Wednesday, October 11, 2006

Voluntary but coordinated - release test involving the user community

The Target Management Project started its 2nd round of coordinated testing these days on its first release candidate, RSE 1.0RC1.

The interesting part of this test effort is, that it does not only involve committers but also many users who volunteered to join the testing. It looks like the users understand, that joining a coordinated test early helps each of them by achieving better quality - at little cost if lots of people join. The original test invitation E-Mail had been sent directly to all users we've had contact with, plus the tm-dev mailing list.

The test is mostly facilitated through the Eclipse Wiki as a platform for collaboration, plus daily E-Mails to all signed up testers and the tm-dev mailing list during the test period, mentioning important news.

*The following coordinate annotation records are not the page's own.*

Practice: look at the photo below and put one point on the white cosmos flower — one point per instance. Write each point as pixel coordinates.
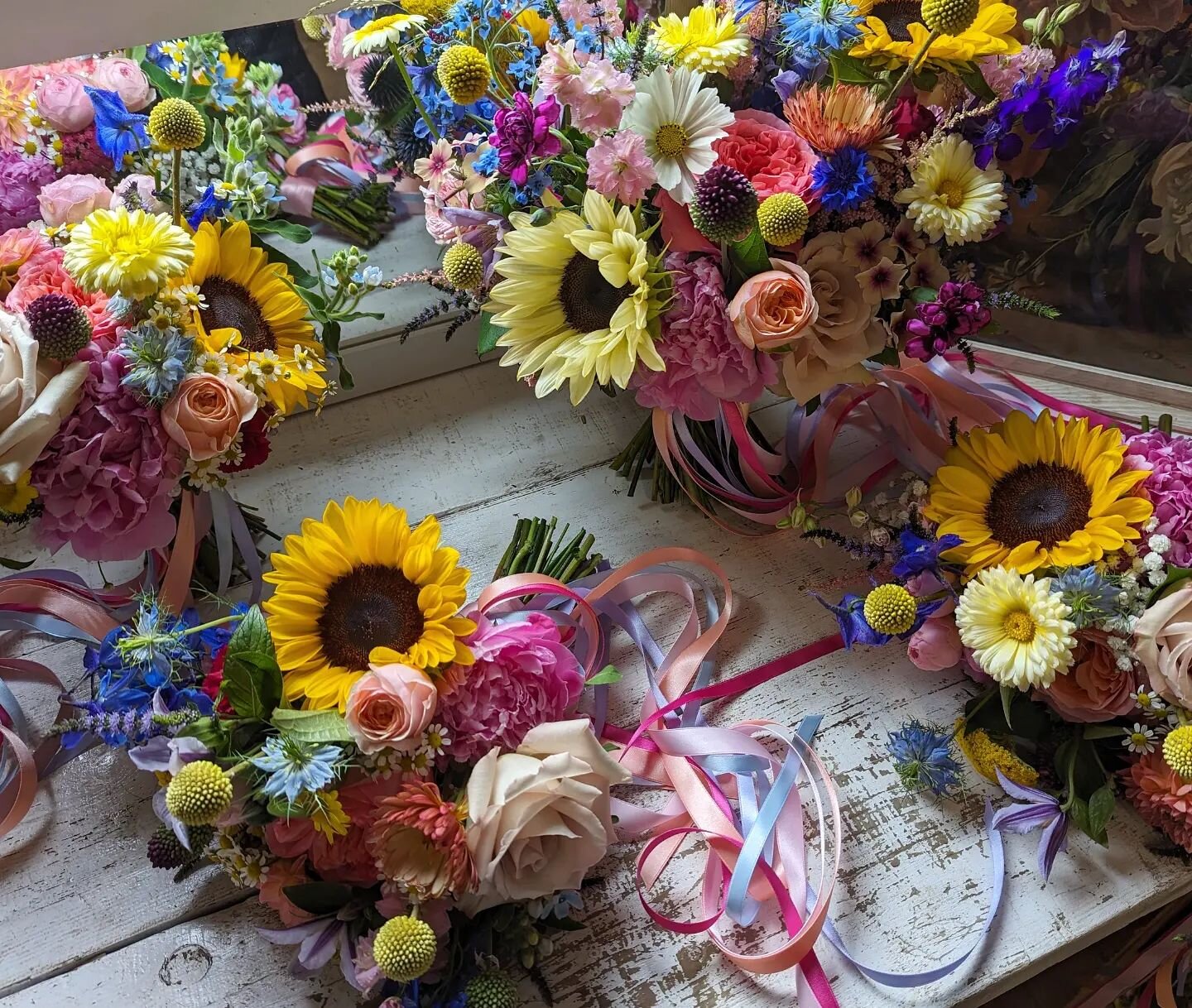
(680, 121)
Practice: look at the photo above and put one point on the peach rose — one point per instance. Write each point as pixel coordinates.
(390, 706)
(64, 103)
(127, 79)
(205, 414)
(772, 309)
(70, 199)
(1162, 640)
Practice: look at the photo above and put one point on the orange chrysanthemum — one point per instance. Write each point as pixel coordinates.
(417, 840)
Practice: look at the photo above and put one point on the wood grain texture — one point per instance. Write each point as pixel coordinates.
(479, 450)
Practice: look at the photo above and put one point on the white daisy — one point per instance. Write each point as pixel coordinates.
(680, 121)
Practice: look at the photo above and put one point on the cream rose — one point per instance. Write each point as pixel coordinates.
(541, 816)
(36, 396)
(1162, 640)
(205, 414)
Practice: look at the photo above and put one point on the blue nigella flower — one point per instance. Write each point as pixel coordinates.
(296, 766)
(843, 179)
(923, 758)
(118, 132)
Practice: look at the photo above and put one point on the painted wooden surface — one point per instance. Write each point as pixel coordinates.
(84, 921)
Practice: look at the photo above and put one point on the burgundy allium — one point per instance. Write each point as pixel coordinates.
(522, 676)
(958, 314)
(1170, 487)
(108, 477)
(523, 132)
(21, 180)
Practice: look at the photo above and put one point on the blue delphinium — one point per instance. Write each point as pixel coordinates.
(843, 179)
(923, 758)
(295, 766)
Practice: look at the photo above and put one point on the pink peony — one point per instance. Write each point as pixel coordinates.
(706, 362)
(1170, 487)
(522, 676)
(108, 476)
(770, 154)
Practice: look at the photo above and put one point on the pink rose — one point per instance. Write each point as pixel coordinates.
(389, 706)
(70, 199)
(205, 414)
(64, 103)
(936, 646)
(127, 79)
(772, 308)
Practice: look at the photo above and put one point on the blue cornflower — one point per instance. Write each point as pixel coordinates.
(923, 758)
(118, 132)
(296, 766)
(1088, 593)
(843, 179)
(821, 24)
(157, 360)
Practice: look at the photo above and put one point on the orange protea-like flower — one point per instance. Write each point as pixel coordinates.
(829, 118)
(417, 840)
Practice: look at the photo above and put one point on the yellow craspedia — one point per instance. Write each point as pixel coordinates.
(199, 794)
(949, 17)
(1178, 751)
(891, 609)
(404, 948)
(464, 74)
(782, 218)
(176, 124)
(463, 266)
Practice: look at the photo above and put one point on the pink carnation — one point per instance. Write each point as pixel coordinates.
(1168, 487)
(706, 361)
(522, 676)
(108, 477)
(768, 153)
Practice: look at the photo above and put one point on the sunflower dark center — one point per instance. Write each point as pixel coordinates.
(589, 301)
(371, 607)
(896, 14)
(1045, 502)
(232, 306)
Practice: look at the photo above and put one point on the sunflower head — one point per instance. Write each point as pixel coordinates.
(1028, 493)
(360, 587)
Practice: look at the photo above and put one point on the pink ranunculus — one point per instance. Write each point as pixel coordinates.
(64, 103)
(70, 199)
(389, 706)
(127, 79)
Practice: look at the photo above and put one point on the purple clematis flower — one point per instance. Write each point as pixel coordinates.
(1034, 809)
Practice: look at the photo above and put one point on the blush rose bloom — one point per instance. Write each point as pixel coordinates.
(64, 103)
(390, 706)
(205, 414)
(127, 79)
(772, 308)
(36, 396)
(541, 816)
(1162, 640)
(70, 199)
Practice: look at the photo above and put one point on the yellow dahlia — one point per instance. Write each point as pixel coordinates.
(127, 252)
(1036, 493)
(892, 35)
(579, 300)
(360, 587)
(251, 314)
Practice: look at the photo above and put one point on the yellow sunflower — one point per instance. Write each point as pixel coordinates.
(1037, 493)
(253, 316)
(360, 587)
(892, 35)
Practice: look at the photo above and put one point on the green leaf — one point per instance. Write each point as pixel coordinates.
(298, 233)
(311, 726)
(606, 677)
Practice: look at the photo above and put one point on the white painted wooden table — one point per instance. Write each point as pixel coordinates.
(86, 921)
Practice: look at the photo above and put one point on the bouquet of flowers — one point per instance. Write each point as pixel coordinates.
(1050, 559)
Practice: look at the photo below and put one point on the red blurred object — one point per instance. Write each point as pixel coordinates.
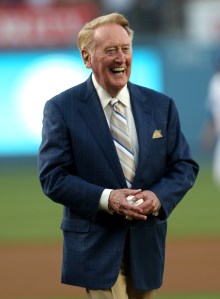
(43, 27)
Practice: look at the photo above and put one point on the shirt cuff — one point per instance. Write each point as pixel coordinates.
(103, 203)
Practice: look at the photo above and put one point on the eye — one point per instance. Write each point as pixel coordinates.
(110, 51)
(126, 49)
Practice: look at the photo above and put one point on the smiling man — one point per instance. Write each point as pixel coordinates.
(114, 156)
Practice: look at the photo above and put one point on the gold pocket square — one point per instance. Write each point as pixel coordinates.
(157, 134)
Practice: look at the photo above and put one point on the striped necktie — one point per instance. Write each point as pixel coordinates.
(121, 138)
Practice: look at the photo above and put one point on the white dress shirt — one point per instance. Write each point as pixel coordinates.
(123, 97)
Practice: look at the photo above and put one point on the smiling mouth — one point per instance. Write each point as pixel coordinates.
(118, 70)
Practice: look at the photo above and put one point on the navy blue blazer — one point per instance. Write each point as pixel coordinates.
(78, 160)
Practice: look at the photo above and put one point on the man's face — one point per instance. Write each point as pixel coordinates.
(111, 61)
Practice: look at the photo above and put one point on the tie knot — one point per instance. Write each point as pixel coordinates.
(117, 106)
(114, 102)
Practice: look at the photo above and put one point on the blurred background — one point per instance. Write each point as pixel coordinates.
(175, 48)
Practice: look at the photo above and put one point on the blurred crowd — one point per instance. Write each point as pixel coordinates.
(145, 15)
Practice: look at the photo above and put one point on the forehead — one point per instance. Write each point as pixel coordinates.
(111, 34)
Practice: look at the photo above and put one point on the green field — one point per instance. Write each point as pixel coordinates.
(158, 296)
(26, 215)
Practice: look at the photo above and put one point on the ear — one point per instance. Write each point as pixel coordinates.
(86, 58)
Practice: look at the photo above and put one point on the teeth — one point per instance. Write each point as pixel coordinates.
(118, 69)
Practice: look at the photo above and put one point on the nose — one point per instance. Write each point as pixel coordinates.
(120, 57)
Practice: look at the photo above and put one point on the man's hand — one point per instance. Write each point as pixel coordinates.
(118, 203)
(151, 202)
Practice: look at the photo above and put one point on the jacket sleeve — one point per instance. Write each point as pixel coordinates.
(57, 168)
(181, 170)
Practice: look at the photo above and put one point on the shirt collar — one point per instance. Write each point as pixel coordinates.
(105, 98)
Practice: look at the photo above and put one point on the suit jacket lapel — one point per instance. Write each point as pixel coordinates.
(93, 115)
(142, 112)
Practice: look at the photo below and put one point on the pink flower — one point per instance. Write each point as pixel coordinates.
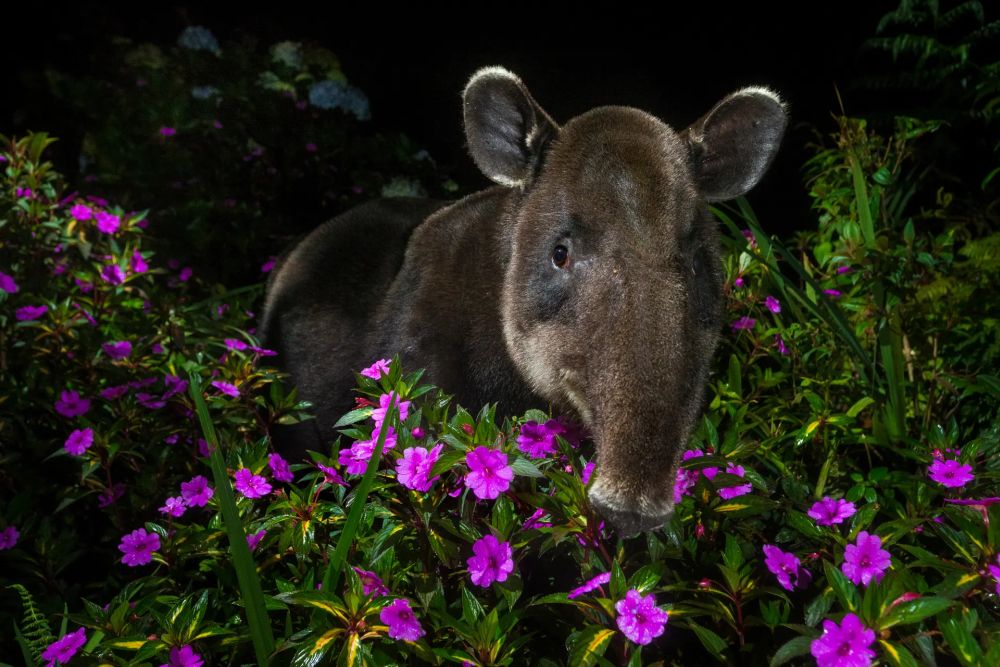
(71, 404)
(279, 468)
(226, 388)
(113, 274)
(196, 492)
(786, 567)
(183, 656)
(371, 583)
(639, 618)
(844, 645)
(950, 473)
(589, 585)
(828, 511)
(26, 313)
(378, 369)
(489, 475)
(8, 537)
(64, 648)
(401, 621)
(119, 349)
(413, 469)
(254, 540)
(174, 506)
(7, 283)
(108, 223)
(865, 559)
(138, 547)
(492, 561)
(81, 212)
(79, 441)
(251, 485)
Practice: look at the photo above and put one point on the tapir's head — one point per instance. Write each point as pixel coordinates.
(612, 297)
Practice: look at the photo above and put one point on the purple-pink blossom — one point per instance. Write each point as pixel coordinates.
(403, 624)
(639, 618)
(377, 370)
(251, 485)
(71, 404)
(26, 313)
(844, 645)
(829, 511)
(489, 475)
(414, 467)
(865, 560)
(196, 492)
(79, 441)
(138, 547)
(491, 561)
(64, 648)
(589, 585)
(786, 567)
(950, 473)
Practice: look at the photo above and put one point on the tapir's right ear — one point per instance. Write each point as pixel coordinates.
(506, 129)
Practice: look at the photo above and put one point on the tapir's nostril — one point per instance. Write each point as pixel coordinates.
(626, 518)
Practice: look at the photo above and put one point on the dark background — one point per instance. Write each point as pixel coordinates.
(413, 63)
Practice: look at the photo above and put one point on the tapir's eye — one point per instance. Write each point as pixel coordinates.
(560, 257)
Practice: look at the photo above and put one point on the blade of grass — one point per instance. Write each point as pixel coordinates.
(346, 539)
(246, 571)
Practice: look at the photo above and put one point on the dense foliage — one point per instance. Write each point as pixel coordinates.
(839, 497)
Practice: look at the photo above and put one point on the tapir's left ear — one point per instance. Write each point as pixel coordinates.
(506, 129)
(734, 143)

Some things we have learned from this effort:
  • Signing up each user with a 2-hour effort in advance, and asking them to change the signup on the Wiki themselves proved very effective. That way, we also signed up each user with some randomly chosen feature.
  • It took some time until users learned to use the Wiki effectively. It looks like there was some unnecessary shyness of getting involved and modifying content themselves. The 2nd round of testing is going a lot better than the first one already.
  • Bugzilla was used with a specialized bug entry form, remembered as bookmarkable entry and used by the testers. Having the detailed configuration info at hand with each bug report proved very helpful.
  • We found a lot of new bugs - some of them critical - and surprisingly few duplicates, although we had asked testers to not waste time searching for duplicates before filing a bug. This seems to show how valuable it is to have a large group of testers with slightly different usage schemes, even if each of them invests only a small amount of time (we mostly asked for 2-4 hours each).
Comments from our testers showed that everybody liked the format of this test. In fact, everybody increased time commitment for the 2nd round of testing, and nobody left. At the same time, the users learned about new features and the project found new bugs.

This test is a great example showing that the Eclipse model of Open Source works really well: communities of users, contributors and committers all working together on a common goal, coordinated but voluntary. It shows that Open Source does not mean it is uncoordinated; in fact, by being Open and Transparent the Eclipse model is probably more coordinated and predictable than many proprietary projects.